Pour sa part, le salafiste marocain Omar Haddouchi a lui aussi abordé ce sujet, rejoignant l’avis de son «frère». «A l’époque de la peste, nos aïeux ne fermaient pas les mosquées», a-t-il écrit sur sa page Facebook. Et de préciser que «hommes, femmes et enfants se réfugiaient dans les mosquées et non pas l’inverse». Omar Haddouchi a cité l’imam Mohamed Ben Abderrahman El Qoraichi Ach’chafie, ayant vécu au 8ème siècle de l’Hégire, pour entériner ses propos.
A l’opposé, le salafiste marocain Mohamed Abdelouahab Rafiqi, alias Abou Hafs, avait suggéré la semaine dernière de suspendre la prière en groupe. «Ce n’est pas normal que nous mettions nos vie en danger en maintenant ce rite», a-t-il ajouté, précisant que la religion musulmane n’impose pas cette forme de prière en cas de situation particulière.
Les Oulémas du Maroc, l’UIOM et Al Azhar favorables à la suspension des prières en groupe
Les avis d’El Kettani et de Haddouchi interviennent alors que le Conseil supérieur des Oulémas du Maroc a rendu ce lundi son avis sur le sujet. «Suite à une demande de fatwa adressée au Conseil supérieur par Amir Al Mouminine, l'Autorité scientifique pour les fatwas du Conseil supérieur conseille de fermer les mosquées, que ce soit en ce qui concerne les cinq prières quotidiennes ou les prières du vendredi, à partir de lundi 16 mars 2020 correspondant à 21 Rajab 1441», indique le conseil dans un communiqué consulté par Yabiladi.
«L'autorité scientifique pour les fatwas du Conseil supérieur conseille de rassurer les citoyens, hommes et femmes, sur le fait que cette procédure n’est que temporaire.
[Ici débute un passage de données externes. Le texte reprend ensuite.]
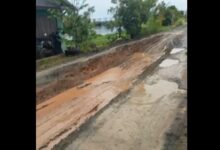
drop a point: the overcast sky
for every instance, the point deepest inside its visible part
(101, 6)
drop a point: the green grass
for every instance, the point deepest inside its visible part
(49, 62)
(99, 42)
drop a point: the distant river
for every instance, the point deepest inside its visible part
(104, 30)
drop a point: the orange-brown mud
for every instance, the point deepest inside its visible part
(64, 105)
(76, 75)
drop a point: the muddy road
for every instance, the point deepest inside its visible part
(126, 98)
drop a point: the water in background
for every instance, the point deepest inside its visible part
(103, 30)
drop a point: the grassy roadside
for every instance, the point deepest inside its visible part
(99, 42)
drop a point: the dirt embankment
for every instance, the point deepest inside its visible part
(75, 74)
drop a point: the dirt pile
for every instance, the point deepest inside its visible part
(76, 74)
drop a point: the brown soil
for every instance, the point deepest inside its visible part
(75, 75)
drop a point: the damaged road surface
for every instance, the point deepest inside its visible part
(125, 100)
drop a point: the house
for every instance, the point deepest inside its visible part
(43, 23)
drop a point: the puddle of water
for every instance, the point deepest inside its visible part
(176, 50)
(168, 62)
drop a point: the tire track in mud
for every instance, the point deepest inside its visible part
(147, 70)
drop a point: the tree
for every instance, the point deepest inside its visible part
(131, 14)
(76, 24)
(167, 15)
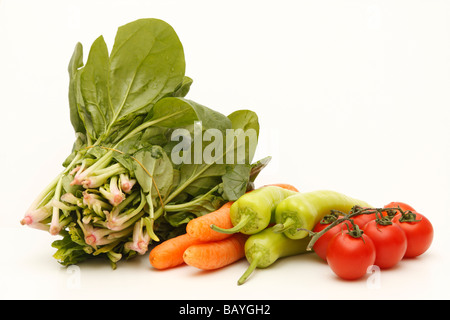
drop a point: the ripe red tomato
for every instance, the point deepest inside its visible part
(390, 243)
(321, 245)
(418, 234)
(349, 257)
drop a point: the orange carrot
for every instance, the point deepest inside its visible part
(284, 186)
(217, 254)
(169, 253)
(200, 228)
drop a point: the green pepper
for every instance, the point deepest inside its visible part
(305, 210)
(253, 211)
(266, 247)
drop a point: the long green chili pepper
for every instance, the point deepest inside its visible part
(305, 210)
(266, 247)
(253, 211)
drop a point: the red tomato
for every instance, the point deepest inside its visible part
(320, 246)
(419, 234)
(402, 205)
(390, 243)
(349, 257)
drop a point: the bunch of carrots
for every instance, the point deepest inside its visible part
(201, 246)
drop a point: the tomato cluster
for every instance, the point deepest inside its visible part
(367, 236)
Les choses seront rétablies pour l'établissement de la prière dans les mosquées dès que les autorités compétentes décideront du retour à la normale de la situation sanitaire.»
L’Autorité scientifique pour les fatwas a suggéré enfin que «l'appel à la prière dans toutes les mosquées doive se poursuivre».
L’avis du Conseil supérieur des Oulémas du Maroc va de pair avec la fatwa émise par l'Union internationale des Oulémas Musulmans (UIOM). Samedi, l’instance dirigée par Ahmed Raissouni a appelé à la suspension des prières du vendredi et celles communes dans les mosquées, dans tous les pays où l'épidémie de Corona s'est propagée et est devenue une véritable source de peur, sur la base de rapports médicaux fiables approuvés par l'État, jusqu'à ce que l'épidémie soit maîtrisée.
«Conformément aux justificatifs de la Charia et à la parole du tout-puissant : «Entraider-vous dans l'accompagnement des bonnes œuvres et de la piété» [Al-Ma’idah: 2] (…), l’Union internationale des oulémas musulmans appelle tous les musulmans à suspendre la prière du vendredi et celles dans les mosquées», indique un communiqué de l’instance.
«Cette suspension se poursuivra jusqu'à ce que l'épidémie soit maîtrisée et que le stade de propagation et de danger soient endigués, selon les estimations des autorités compétentes», précise-t-on.
A rappeler que l’Université Al Azhar en Egypte a également rendu un avis favorable à la fermeture des mosquées, suggérant que l’imam appelant à la prière cinq fois par jour invite même les fidèles à «prier chez eux».